What I’m getting to is Why Then Does Bobbie Celebrate Christmas? (Bobbie, it should be noted, celebrates the following holidays in some form or fashion: New Years’, Mardi Gras, St. Patrick’s Day, 4th of July, Halloween, Thanksgiving, Christmas. Bobbie will gladly participate in your celebration of Hanukkah, Solstice, etc. Bobbie thankfully takes the day off presented at Presidents Day, Memorial Day, and Labor Day, and really and truly does reserve a moment of those days to thank those nameless (and named) who have served and sacrificed.  Bobbie does not acknowledge the existence of Valentines Day).

So if I have no faith, why celebrate a holiday *built on faith*. The very idea of it is a prophecy culminated in the birth  of a child to newlywed yet somehow chaste parents, and that child grew to be Jesus Christ, and he was nailed to a cross for living in what amounted to a non-free-speech state, and he purportedly rose 3 days later and thereby proved his status as the son of God (and also God and also the Holy Ghost). Schizophrenia jokes aside, this is not what I celebrate when I celebrate Christmas.
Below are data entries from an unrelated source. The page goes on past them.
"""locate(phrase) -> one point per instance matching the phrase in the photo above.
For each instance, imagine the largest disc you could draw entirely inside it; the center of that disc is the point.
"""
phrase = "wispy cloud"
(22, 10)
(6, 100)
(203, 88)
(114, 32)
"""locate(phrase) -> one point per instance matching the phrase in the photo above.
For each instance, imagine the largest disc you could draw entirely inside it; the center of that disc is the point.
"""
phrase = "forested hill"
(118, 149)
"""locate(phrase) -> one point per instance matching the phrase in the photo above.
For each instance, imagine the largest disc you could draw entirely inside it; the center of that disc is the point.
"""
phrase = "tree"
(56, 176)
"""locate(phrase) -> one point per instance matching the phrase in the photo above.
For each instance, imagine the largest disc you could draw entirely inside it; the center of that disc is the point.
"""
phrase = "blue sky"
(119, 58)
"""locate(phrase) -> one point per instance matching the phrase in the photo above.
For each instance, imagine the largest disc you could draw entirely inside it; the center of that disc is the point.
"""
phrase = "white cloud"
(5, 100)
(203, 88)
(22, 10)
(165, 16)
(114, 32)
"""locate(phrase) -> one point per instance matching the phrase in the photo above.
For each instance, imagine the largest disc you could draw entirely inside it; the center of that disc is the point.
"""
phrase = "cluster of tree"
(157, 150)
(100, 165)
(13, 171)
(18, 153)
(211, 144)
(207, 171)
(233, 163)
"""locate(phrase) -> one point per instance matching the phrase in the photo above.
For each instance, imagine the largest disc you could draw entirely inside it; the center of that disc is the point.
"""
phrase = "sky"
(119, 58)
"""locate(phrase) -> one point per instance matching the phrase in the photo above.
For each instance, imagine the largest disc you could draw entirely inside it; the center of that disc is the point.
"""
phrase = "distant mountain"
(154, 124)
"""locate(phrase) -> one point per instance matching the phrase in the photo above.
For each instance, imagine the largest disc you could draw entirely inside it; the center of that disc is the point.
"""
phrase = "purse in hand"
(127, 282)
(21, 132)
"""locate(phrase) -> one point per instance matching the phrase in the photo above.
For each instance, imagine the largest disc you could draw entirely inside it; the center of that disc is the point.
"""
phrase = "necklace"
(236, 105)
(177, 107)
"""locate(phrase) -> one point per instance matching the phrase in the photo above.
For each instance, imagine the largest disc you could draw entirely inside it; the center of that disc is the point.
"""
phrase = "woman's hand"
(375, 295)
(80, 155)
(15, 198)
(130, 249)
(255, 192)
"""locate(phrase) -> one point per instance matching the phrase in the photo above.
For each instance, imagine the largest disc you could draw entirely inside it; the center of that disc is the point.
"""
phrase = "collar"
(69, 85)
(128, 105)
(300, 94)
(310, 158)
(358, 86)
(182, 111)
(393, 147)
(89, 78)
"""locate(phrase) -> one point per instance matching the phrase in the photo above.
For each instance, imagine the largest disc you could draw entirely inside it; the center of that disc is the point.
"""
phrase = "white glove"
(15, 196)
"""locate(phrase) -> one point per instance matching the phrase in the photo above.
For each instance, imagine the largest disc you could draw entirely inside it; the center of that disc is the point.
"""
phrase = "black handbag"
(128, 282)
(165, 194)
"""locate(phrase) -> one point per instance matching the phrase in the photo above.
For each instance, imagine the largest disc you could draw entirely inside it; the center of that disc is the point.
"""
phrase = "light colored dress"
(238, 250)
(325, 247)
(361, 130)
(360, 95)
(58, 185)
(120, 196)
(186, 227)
I could start by pointing out the new spring lambs referenced in the Bible probably had no business being around December 25th at the time of birth and it’s far more likely he was born in Spring, but that would have messed up with that whole Catholic-Church-Taking-Other-Peoples-Holidays-For-Easier-Assimilation thing. I could also point out that the Romans kept meticulous tax records (our IRS has nothing on them from what I understand) and yet there is no Jesus or Yeshua etc. in the areas he was supposed to be at that time. Perhaps he was also got for tax evasion? At any rate, no I do not celebrate that Christmas. You are absolutely, totally, and completely welcome to. I personally like the way Churches get all dolled up for the occasion and actually liked going when I did.
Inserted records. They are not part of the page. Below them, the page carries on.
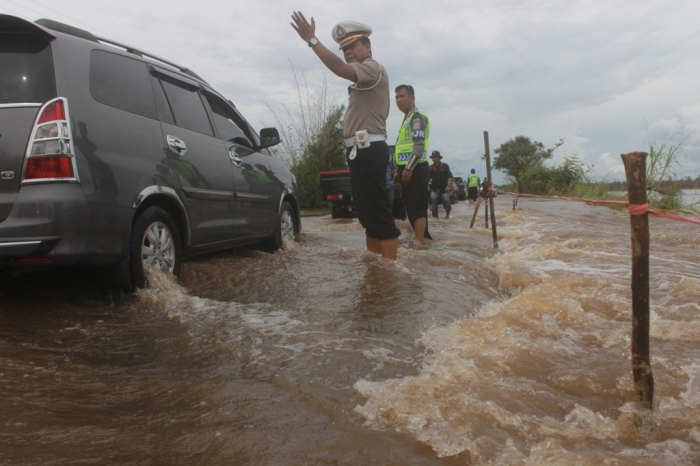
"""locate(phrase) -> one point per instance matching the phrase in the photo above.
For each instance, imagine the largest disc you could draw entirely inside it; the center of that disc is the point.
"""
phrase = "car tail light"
(33, 260)
(50, 156)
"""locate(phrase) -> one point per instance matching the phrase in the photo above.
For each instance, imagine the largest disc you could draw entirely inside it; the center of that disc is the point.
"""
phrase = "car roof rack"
(83, 34)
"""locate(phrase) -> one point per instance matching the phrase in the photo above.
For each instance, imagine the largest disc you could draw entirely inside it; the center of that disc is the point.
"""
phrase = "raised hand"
(305, 30)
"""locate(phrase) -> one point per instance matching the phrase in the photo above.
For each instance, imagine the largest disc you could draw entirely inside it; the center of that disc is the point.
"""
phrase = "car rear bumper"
(54, 225)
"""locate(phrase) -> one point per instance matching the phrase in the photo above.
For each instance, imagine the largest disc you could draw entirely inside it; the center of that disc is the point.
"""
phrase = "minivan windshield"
(27, 69)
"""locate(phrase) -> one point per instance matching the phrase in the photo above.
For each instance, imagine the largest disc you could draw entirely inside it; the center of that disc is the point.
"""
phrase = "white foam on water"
(544, 377)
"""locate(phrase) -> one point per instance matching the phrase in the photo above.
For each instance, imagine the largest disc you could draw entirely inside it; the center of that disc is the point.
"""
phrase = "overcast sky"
(606, 76)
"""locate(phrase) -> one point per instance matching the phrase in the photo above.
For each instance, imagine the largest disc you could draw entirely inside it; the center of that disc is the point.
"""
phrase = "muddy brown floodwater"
(324, 355)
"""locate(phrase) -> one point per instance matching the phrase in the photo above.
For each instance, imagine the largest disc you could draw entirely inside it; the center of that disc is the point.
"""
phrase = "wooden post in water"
(635, 169)
(486, 211)
(489, 193)
(476, 211)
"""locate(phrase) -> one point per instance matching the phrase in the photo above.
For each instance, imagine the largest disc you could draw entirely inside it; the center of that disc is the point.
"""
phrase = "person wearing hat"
(473, 190)
(440, 185)
(364, 126)
(411, 159)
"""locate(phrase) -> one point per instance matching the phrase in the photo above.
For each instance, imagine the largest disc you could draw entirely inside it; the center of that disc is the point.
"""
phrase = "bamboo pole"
(476, 211)
(489, 193)
(635, 169)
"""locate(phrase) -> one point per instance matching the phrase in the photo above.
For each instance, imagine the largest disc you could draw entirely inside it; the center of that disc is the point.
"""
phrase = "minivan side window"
(121, 82)
(187, 106)
(26, 66)
(225, 121)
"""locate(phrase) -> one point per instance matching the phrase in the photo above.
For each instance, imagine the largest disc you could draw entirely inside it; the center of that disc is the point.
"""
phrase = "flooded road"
(322, 354)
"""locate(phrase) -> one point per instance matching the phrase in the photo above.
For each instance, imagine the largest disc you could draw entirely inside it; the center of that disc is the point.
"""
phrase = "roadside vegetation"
(312, 136)
(523, 161)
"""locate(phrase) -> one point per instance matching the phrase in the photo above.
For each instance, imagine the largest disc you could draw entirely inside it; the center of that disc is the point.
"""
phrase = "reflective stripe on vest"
(404, 143)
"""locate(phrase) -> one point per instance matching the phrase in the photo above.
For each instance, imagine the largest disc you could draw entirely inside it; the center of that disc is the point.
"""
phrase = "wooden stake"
(635, 169)
(476, 211)
(486, 211)
(489, 193)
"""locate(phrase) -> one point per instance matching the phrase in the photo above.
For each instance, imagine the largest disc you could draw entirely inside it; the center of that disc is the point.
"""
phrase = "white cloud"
(590, 72)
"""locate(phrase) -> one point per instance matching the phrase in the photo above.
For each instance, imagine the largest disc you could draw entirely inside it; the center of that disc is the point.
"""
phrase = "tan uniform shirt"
(369, 108)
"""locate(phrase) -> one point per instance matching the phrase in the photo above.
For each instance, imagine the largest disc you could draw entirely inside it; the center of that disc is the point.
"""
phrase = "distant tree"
(325, 151)
(312, 135)
(520, 155)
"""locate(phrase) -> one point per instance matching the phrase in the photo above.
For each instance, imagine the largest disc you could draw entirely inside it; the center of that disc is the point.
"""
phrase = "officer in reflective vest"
(473, 193)
(411, 159)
I celebrate the one with Santa Claus. And Reindeer. And getting a large tree (fake or real, your choice) got up in the gaudiness apropos to a 1970’s disco dancer. I celebrate the making *and burning, occasionally* of cookies, of lax gym use, of exchanged fruitcakes and dubious stocking stuffers. I celebrate the silliness of a jogger in her Santa hat and sleigh bells on her shoes (hi, Christine!), of family photos posted in seriously cute sweaters, of Norskie brunches (hi, Mindi!) and a plethora of baked goods coming in to the office and into homes (hi, Jim!). I celebrate the lights people decorate their houses with, of two weeks off of school, and the casual observations of frenetic shoppers. I celebrate the adventures of new families (and growing families) as they navigate the season, baking and prepping for days of delicacies and fun (hi, Ali!). I celebrate your best friend calling to inquire if she can in fact get the missle-firing droid robot with extra death-kill stuff for your son, because she spoils him every year (hi, Candie!). I celebrate folks who have the sanity to leave and celebrate it somewhere else (hi, Cindi!) and folks who are willing to celebrate even though they swore, they absolutely swore, they would never do it again (hi Jeff!). I celebrate a time where you can ask your coworkers, family and friends to donate money or toys or food to complete strangers, and even if they have already done it, this season, they will do it again (hi, Expedia Stairing is Caring team, and your $3000+ raised for kids!!).

Most of all, though, I celebrate a time of year where it is *expected*, almost demanded, that you are a better person. This is the time of year that you at least have to pretend to be nice, to care about your fellow man, to do the Right Thing. You may do it all year round — or you may do it this once, as a sort of Red and Green Yom Kippur. But you do it, because it is What Is Done. For about two weeks every year, people, for the most part, are Who They Should Be. They may be crowded in elevators but they’re smiling, they may be racing through Target but they’re making way for others, they may be frustrated in the baking aisle but offering recipe tips.

I celebrate that. And maybe *that* is what others celebrate, and maybe not. What do you celebrate?